Method 7 Chan et al, reference "Chan K C K,Wang X,Yu K,et al.Basicvsr:The search for essential components in video super-resolution and beyond[C]//Proceedings of the IEEE/CVF conference on computer vision and pattern recognition.2021:4947-4956."
Method 8 Chan et al, reference "Chan K C K,Zhou S,Xu X,et al.Basicvsr++:Improving video super-resolution with enhanced propagation and alignment[C]//Proceedings of the IEEE/CVF conference on computer vision and pattern recognition.2022:5972-5981."
Method 9, chen et al, reference "Chen P,Yang W,Wang M,et al.Compressed domain deep video super-resolution[J].IEEE Transactions on Image Processing,2021,30:7156-7169."
The contents of the comparative experiments are as follows:
Method 1, method 2, method 3, method 4, method 5, method 6, method 7, method 8, method 9 are retrained with the same training set, compressed video super-resolution is performed on the test set, and compared to the present method, it is noted that methods 1-9 require training specific models for different coding configurations and QPs, and the present method requires training only one model. In this experiment, super-resolution was performed on low-resolution compressed video with qp= 22,27,32,37 in LDB mode, respectively. Table one shows a comparison of the average PSNR (PEAK SIGNAL to Noise Ratio) and SSIM (Structure Similarity Index) of the reconstructed results for each method over the test set, with the greater the PSNR (dB) and SSIM values, indicating better reconstructed video quality, the best results for all experiments being marked by bold. In addition ,"BasketballDrive(LDB,QP=27)","BQTerrace(RA,QP=32)","Johnny(RA,QP=27)","KristenAndSara(LDB,QP=22)","PeopleOnStreet(RA,QP=27)" is selected for visual comparison, as shown in fig. 5, fig. 5 (a) shows the original high resolution video frame, and fig. 5 (b) and fig. 5 (c) are respectively the image block selected for presentation on the original high resolution frame and its corresponding decoded low resolution image block.

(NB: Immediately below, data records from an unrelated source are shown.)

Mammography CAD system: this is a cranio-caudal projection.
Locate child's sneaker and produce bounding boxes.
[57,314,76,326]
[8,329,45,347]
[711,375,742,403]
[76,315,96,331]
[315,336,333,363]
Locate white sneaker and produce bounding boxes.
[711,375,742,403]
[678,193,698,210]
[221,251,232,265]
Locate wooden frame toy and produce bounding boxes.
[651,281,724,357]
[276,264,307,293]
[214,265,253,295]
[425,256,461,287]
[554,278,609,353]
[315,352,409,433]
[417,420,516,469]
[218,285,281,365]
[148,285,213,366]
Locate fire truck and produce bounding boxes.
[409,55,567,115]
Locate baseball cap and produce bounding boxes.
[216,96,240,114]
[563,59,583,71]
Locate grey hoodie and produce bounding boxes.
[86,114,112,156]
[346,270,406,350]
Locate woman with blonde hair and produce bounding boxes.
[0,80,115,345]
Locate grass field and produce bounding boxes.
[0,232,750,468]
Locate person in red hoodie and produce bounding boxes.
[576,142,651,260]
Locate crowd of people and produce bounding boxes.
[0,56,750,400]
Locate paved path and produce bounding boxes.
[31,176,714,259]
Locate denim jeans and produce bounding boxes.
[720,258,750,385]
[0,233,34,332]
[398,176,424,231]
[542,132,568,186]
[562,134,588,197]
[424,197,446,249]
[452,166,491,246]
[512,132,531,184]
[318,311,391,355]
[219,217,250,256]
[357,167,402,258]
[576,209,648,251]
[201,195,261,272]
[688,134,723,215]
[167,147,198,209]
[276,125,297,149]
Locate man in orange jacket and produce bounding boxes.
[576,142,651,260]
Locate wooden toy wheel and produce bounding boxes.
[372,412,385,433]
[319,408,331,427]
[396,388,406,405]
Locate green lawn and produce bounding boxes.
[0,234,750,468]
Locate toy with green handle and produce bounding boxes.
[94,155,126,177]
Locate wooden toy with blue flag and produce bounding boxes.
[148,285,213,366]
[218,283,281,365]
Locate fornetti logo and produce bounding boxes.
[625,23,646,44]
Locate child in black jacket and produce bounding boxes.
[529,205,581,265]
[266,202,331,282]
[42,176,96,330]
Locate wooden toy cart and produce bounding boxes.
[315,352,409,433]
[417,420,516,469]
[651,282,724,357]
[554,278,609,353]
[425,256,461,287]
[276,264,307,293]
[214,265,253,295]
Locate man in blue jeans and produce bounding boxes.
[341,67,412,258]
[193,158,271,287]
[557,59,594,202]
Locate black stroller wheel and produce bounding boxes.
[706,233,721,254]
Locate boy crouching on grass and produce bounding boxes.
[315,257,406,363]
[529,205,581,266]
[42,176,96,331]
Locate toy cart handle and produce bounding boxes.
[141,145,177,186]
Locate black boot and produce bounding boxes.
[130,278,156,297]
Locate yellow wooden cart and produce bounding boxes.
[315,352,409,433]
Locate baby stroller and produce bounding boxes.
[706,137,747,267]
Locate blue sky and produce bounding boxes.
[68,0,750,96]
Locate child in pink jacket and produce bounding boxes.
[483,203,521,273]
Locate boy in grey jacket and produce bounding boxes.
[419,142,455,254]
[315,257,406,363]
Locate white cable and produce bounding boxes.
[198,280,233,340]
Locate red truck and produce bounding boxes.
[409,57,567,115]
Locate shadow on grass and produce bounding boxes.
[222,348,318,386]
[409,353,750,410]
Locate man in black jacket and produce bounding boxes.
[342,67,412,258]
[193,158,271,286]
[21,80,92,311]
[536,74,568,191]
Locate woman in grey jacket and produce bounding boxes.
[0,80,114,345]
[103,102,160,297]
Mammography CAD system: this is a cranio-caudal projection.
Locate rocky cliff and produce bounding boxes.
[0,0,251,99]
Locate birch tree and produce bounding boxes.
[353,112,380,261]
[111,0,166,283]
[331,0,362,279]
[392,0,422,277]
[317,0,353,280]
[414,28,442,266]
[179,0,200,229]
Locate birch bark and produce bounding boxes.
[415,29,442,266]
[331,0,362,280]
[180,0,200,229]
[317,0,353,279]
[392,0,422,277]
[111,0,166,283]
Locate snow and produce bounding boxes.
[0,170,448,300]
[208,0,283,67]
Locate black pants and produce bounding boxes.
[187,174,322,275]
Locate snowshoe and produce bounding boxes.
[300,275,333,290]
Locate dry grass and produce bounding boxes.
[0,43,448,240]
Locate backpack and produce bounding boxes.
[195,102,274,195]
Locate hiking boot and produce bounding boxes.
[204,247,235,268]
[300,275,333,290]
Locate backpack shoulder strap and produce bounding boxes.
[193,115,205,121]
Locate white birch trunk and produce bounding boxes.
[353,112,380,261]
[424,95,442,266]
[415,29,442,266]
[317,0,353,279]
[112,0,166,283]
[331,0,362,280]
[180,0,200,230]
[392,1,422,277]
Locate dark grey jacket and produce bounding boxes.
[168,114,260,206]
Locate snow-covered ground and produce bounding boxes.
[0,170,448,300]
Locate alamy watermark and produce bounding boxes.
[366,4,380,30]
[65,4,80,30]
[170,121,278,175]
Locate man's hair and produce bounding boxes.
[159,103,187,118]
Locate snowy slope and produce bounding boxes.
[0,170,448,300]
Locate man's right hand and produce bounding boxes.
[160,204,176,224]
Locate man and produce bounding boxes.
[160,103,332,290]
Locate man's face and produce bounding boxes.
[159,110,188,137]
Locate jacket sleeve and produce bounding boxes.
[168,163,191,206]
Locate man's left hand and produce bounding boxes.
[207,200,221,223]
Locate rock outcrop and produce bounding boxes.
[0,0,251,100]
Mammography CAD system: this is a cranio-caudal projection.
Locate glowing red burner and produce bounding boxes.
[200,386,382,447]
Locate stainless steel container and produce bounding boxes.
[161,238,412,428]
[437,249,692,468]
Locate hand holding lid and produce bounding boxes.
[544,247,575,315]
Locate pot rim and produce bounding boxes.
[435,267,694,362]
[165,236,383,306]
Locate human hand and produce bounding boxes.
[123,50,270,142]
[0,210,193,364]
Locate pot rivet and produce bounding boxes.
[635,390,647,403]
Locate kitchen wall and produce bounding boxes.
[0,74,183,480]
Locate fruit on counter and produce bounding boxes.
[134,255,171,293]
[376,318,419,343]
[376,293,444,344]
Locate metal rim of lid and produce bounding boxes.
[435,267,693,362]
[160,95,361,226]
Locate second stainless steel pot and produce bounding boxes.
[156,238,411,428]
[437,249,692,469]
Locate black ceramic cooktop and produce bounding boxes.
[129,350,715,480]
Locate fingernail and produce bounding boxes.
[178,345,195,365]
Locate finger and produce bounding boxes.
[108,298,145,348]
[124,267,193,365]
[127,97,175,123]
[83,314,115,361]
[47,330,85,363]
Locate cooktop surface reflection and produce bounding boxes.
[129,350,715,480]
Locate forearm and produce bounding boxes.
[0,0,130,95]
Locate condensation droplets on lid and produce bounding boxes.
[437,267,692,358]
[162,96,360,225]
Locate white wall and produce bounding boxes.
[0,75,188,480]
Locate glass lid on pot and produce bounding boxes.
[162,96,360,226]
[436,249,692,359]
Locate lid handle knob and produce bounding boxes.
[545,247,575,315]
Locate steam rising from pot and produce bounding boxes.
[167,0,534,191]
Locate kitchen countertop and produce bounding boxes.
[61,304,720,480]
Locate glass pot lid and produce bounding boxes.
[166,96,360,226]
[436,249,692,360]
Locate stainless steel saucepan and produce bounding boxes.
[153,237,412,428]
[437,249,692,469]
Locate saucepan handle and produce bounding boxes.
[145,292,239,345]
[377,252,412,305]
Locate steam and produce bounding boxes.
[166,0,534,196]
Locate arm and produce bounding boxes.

Fig. 5 (d), 5 (e), 5 (f), 5 (g), 5 (h) and 5 (i) are subjective visual effect contrast diagrams after super-resolution according to the present invention, respectively, in methods 1,5, 6, 7 and 8.
List one
From the experimental results, it can be seen that:
The method 1-method 8 is a video super-resolution algorithm, a good result is obtained after retraining by using compressed video, the method 9 uses coding priori, and compared with the method 1-method 7, the method 1-method 8 fully uses coding priori, and the method can be superior to the method 1-method 9 in objective indexes of different QP (QP) by only deploying one model. In addition, compared with the methods 1, 5, 6, 7 and 8, the reconstruction result of the QP adaptive compressed video super-resolution method based on compressed prior is visually pleasant and the texture is clearer.
In conclusion, the video reconstructed by the method has obvious advantages in subjective visual effect and objective evaluation index. Therefore, the invention is an effective method for compressing video super-resolution.